There's a flurry of activity all around. Behind mobile tea-kiosks, men swing fragrant brown tea from one container to another, before neatly tipping it into cut glasses. At roadside eateries, peppercorn-studded bondas and vadais are arranged in tidy, brown pyramids. Dust rises in little clouds from doorways, whenever a broom touches it. I follow two women, dressed in heavy silks, yards of jasmine hiding their plaits; they turn into Nyniappa Naicken Street, at the end of which a temple plays devotional songs from a cone-speaker. Across the road, cows ignore clucking cycle-rickshawmen and nose around dustbins, sticking their enormous backsides well into the narrow lane.
Mint Street unfolds in front of me. It is the city's longest street, and among its oldest. It gets its name from housing the East India Company's mint. The glory and gold, though, are long gone; paint peels, plaster cracks, and plants grow from buildings. Heavily-accented Tamil and Hindi fight for air-space with Madras Tamil; a woman with two neatly dressed schoolgirls haggles with a rickshaw-man, browbeating him over five rupees; two young women pile another ancient rickshaw with seven large bags and ask to be taken to Central Station. Above a steel shop, a two-ft Gandhi statue watches over the street; all around him, washing flaps in a breeze funnelled by the tall, narrow buildings. Rubbish heaps — squished vegetables, sambhar packets, and masses of plastic — form small islands. A mango-seller dips into breakfast, drenching idlis in sambhar; a customer politely waits for her to finish.
‘Gold and silver zari bought' signboards give way to ‘gold and silver jewellery' as I turn back into NSC Bose Road. Mithai shops and pan houses open for trade. Opposite a jewellery store established in 1906, a lady pierces large green-chillies on a stout iron needle to make a short ‘dhrishti' garland and slides a ripe lemon after it; juice spurts on the jute-thread.
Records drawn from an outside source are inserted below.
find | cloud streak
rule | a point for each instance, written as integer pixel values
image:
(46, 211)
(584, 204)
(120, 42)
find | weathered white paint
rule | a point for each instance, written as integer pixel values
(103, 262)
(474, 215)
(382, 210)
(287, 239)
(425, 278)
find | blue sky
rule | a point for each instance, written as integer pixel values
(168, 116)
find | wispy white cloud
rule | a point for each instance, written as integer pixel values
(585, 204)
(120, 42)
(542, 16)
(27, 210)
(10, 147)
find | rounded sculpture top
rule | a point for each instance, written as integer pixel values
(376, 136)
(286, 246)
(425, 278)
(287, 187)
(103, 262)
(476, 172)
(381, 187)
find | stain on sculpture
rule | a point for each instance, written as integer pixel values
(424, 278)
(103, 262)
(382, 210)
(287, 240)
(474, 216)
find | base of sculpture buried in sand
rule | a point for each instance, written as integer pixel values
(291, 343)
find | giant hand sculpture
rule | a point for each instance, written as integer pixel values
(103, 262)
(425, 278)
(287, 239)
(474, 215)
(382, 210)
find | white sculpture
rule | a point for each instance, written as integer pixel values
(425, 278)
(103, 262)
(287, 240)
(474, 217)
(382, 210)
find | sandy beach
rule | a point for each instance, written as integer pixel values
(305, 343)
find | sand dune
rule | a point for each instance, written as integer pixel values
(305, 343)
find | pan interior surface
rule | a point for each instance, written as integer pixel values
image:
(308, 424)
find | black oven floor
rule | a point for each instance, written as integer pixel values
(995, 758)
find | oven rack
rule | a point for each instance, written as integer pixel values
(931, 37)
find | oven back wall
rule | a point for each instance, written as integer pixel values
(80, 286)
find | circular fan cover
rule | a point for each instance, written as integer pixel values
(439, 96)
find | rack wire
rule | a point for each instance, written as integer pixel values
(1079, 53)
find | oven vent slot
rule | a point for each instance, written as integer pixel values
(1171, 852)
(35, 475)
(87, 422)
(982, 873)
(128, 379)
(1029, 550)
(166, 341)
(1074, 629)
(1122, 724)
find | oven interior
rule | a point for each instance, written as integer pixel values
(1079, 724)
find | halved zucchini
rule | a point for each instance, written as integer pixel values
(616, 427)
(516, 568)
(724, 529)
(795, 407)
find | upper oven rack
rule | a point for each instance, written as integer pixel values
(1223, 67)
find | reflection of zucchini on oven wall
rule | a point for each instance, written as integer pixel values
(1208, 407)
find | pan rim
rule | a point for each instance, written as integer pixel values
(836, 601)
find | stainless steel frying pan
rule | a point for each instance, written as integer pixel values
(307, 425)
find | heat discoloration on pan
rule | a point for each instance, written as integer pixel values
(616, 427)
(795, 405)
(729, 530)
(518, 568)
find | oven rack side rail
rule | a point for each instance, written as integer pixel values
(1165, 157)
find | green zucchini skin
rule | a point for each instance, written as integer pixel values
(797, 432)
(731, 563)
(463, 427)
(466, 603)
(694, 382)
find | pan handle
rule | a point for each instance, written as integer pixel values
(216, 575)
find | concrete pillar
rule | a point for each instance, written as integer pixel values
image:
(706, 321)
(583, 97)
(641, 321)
The sun is up, and there's not a scrap of cloud in the sky to filter the searing rays. I take an auto to Kothawal Chavadi. Driving past Broadway, I'm surprised to see it living up to its name; at 8.30 a.m. — before vendors and traffic eat into its breadth — it is, as Mr. Popham envisaged it, the major thoroughfare which he cleverly reclaimed over 200 years ago, from an open drain. A little girl weeps in the middle of the road, her mother looks on passively. Chickens race each other around truck wheels, dogs pant, cows pose.
Teeming with people
At Kothawal Chavadi though, it's a crush of humanity. ‘Thirty-five rupees a kilo, excellent mangoes' I'm offered, while nearby, a wiry, young man uses a curved hook to drag bulging sacks from a hand-cart. At New Sharada Lunch home, neem and mango leaves decorate the front door; outside, betel leaves, packed in fresh palm-frond baskets are counted. The kitschy collection of shops is open; a man with waist-length matted hair buys ghee from the oil and ghee merchant; another, in striped knee socks and shorts, chooses plump baby brinjals. Schoolchildren push me out of the way. Fish-carts jangle their bells warningly. Conservancy workers struggle to find two sq. feet of ground to sweep. There is no place to stop and stare.
I walk into Anderson Street, the wholesale paper and bag bastion; it is, in comparison, nearly deserted. Bags flutter, like bunting, from a string flung between two balconies. A radio belts out film songs. Labourers recline on sacks waiting for work, and politicians from the north and south smile from cards on the door of Rangoon paper stores.
It's exactly 9 a.m., and I'm back on NSC Bose Road. It looks vastly different now. Pavements teem with sellers. Shutters roll up noisily. Smoke, horns and voices prophesise another busy day. At Devaraja Mudali Street, turmeric and kumkum shops add colour to the walls of Chennapattinam's first temple, Chenna Kesava Perumal Koil. Inside, however, it's an oasis of calm. The bells of the dwajastambam make music in the wind. Overhead a kite circles the gopuram. There's some debate whether this little temple lent Chennai its name, but it was undoubtedly this neighbourhood that gave birth to the city. And its heart, I realise, still beats here.